- Theatrical release poster
- Directed by: Gummaluri Sastry
- Written by: Chilumula Shanthi Kumar
- Produced by: Amit Limaye Chilumula Shanthi Kumar
- Starring: Sunny Vannessa Santhi Kumar Christina Vijay Nainan Pranathi
- Cinematography: Tom Agnello P. Diwakar
- Edited by: V. Nagireddy
- Music by: Madhavapeddi Suresh
- Production company: DotCom Art Creations
- Release dates: 25 May 2001 (New Jersey, USA); 12 October 2001 (India);
- Country: India
- Language: Telugu

= Atu America Itu India =

2001 Indian film

Atu America Itu India is a 2001 Indian Telugu-language drama film directed by Gummaluri Sastry and starring Sunny, Vannessa, Santhi Kumar, Christina, Vijay Naynala and Pranathi.
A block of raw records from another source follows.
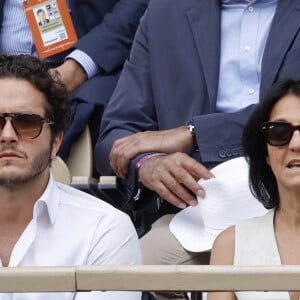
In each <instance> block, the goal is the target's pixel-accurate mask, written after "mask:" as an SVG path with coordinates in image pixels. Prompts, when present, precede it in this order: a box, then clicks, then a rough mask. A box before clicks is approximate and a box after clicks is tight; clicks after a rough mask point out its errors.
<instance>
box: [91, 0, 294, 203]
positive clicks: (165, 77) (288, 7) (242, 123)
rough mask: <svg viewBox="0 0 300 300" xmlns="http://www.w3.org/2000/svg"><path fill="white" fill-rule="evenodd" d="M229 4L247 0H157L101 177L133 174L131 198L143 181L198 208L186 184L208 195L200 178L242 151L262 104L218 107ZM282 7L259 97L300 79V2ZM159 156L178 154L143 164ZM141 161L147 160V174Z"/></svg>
mask: <svg viewBox="0 0 300 300" xmlns="http://www.w3.org/2000/svg"><path fill="white" fill-rule="evenodd" d="M270 1H272V0H270ZM270 1H264V2H270ZM221 2H224V3H225V2H237V1H219V0H211V1H208V0H179V1H176V4H175V3H174V1H172V0H152V1H151V2H150V4H149V7H148V9H147V12H146V14H145V15H144V17H143V20H142V22H141V24H140V27H139V29H138V32H137V34H136V39H135V42H134V44H133V47H132V52H131V55H130V57H129V60H128V61H127V62H126V65H125V67H124V70H123V74H122V76H121V78H120V80H119V82H118V85H117V87H116V89H115V91H114V94H113V96H112V98H111V100H110V103H109V105H108V106H107V108H106V111H105V113H104V116H103V122H102V127H101V134H100V136H99V139H98V142H97V145H96V151H95V159H96V165H97V167H98V169H99V170H100V171H101V173H103V174H112V173H115V174H117V175H118V176H119V177H120V178H121V179H123V183H124V184H125V186H126V190H127V194H128V200H129V199H132V198H133V197H134V196H136V195H137V193H138V192H139V191H138V190H139V187H140V183H143V185H144V187H147V188H149V189H151V190H153V191H155V192H157V193H158V194H159V195H160V196H162V197H163V199H165V200H167V201H169V202H170V203H172V204H173V205H175V206H177V207H179V208H183V207H185V206H186V205H188V204H190V205H194V204H195V201H196V199H195V198H194V199H193V197H191V194H190V193H189V192H188V191H186V190H185V189H184V187H183V186H182V185H185V187H186V188H187V189H188V190H190V191H192V193H194V194H197V193H198V195H200V196H201V194H202V193H203V191H202V190H201V187H200V186H199V185H198V184H197V180H198V179H199V178H209V177H211V176H212V175H211V174H210V172H209V171H208V169H207V168H210V167H212V166H215V165H216V164H218V163H221V162H223V161H225V160H228V159H231V158H234V157H237V156H241V155H242V152H241V151H242V150H241V134H242V130H243V127H244V124H245V123H246V121H247V119H248V117H249V115H250V113H251V112H252V110H253V108H254V106H255V104H251V105H247V106H245V107H242V108H241V109H239V110H236V111H232V112H230V113H228V112H217V108H216V106H217V103H216V99H217V96H218V80H219V73H220V51H221V50H220V48H221V18H220V13H221ZM240 2H241V3H242V2H246V1H240ZM250 2H253V1H249V3H250ZM254 2H255V1H254ZM256 2H259V0H258V1H256ZM275 2H277V1H275ZM247 3H248V2H247ZM249 5H250V4H249ZM276 5H277V8H276V13H275V15H274V17H273V22H272V25H270V29H269V34H268V38H267V40H266V44H265V50H264V54H263V57H262V61H261V65H260V66H261V67H260V68H261V71H259V70H258V72H259V73H260V74H259V75H260V92H259V95H257V96H256V98H257V99H256V101H258V99H259V98H260V97H261V96H263V95H264V94H265V93H266V91H267V89H268V88H269V87H270V86H271V85H272V83H273V82H274V81H276V80H278V79H281V78H285V77H292V78H296V79H299V78H300V50H299V49H300V33H299V29H300V19H299V17H300V3H299V2H298V1H293V0H285V1H278V4H276ZM252 9H253V8H252ZM249 12H251V10H249ZM258 69H259V68H258ZM246 72H247V71H246ZM231 84H232V85H234V84H235V82H232V83H231ZM187 122H190V125H189V126H186V125H185V124H187ZM193 135H194V136H193ZM124 137H127V138H125V139H124ZM194 147H196V148H197V149H198V150H197V151H194ZM153 152H155V153H157V152H159V153H164V154H168V155H154V156H151V155H150V158H151V159H144V161H143V160H142V161H141V157H145V155H148V154H149V153H150V154H152V153H153ZM138 161H140V162H141V163H144V162H145V164H144V165H143V168H141V169H140V171H142V174H141V173H140V174H139V175H140V178H139V179H140V180H138V174H137V172H136V168H137V166H139V164H138V165H137V162H138ZM158 166H160V167H159V168H158ZM162 166H164V169H163V170H162ZM166 168H168V170H169V171H166ZM174 168H177V169H176V171H175V170H174ZM146 169H147V172H146ZM154 169H156V170H157V171H154ZM158 170H159V171H160V174H161V175H160V174H158V173H157V172H158ZM170 170H171V171H170ZM146 173H147V175H146ZM170 173H173V174H174V173H176V175H173V176H169V174H170ZM166 174H168V175H166ZM141 175H144V176H142V177H143V178H141ZM160 176H161V177H160ZM166 176H167V177H166ZM158 177H159V179H157V178H158ZM162 177H164V178H168V179H163V178H162ZM167 180H168V182H166V181H167Z"/></svg>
The film won the Nandi Award for Third Best Feature Film.

== Plot ==
The film is about the confused lifestyle faced by Indian expatriates in America during the 2000s.

== Cast ==
- Sunny as Vikas
- Vannessa
- Santhi Kumar
- Christina as krishnaveni
- Vijay Nainan as Mohan
- Pranathi
- Appaajosyula Satyanarayana as the house owner

== Production ==
This film marked the debut of ChristinaJ, who later became known as the author of the children's book Royal Planet. The film was shot in the tri-state area. A song was partially filmed in Atlantic City, New Jersey. The film was shot at New Jersey, Philadelphia, Manhattan, Atlantic City and Cherry Hills. Most of the cast and crew were non-resident Indians.

== Release ==
The film premiered in New Jersey at the former Strand Theatre in Plainfield. After a 24% tax was imposed on the film for being shot outside of Andhra Pradesh (including present day Telangana), the release of the film in India was delayed for some time until the film was exempt from taxes by the state government.

== Reception ==
Sri of Telugucinema.com concluded that the film was a "[g]ood [t]ry by the producers". E M Bhargava of Full Hyderabad wrote, "It's perhaps easier to get to America than to sit through this".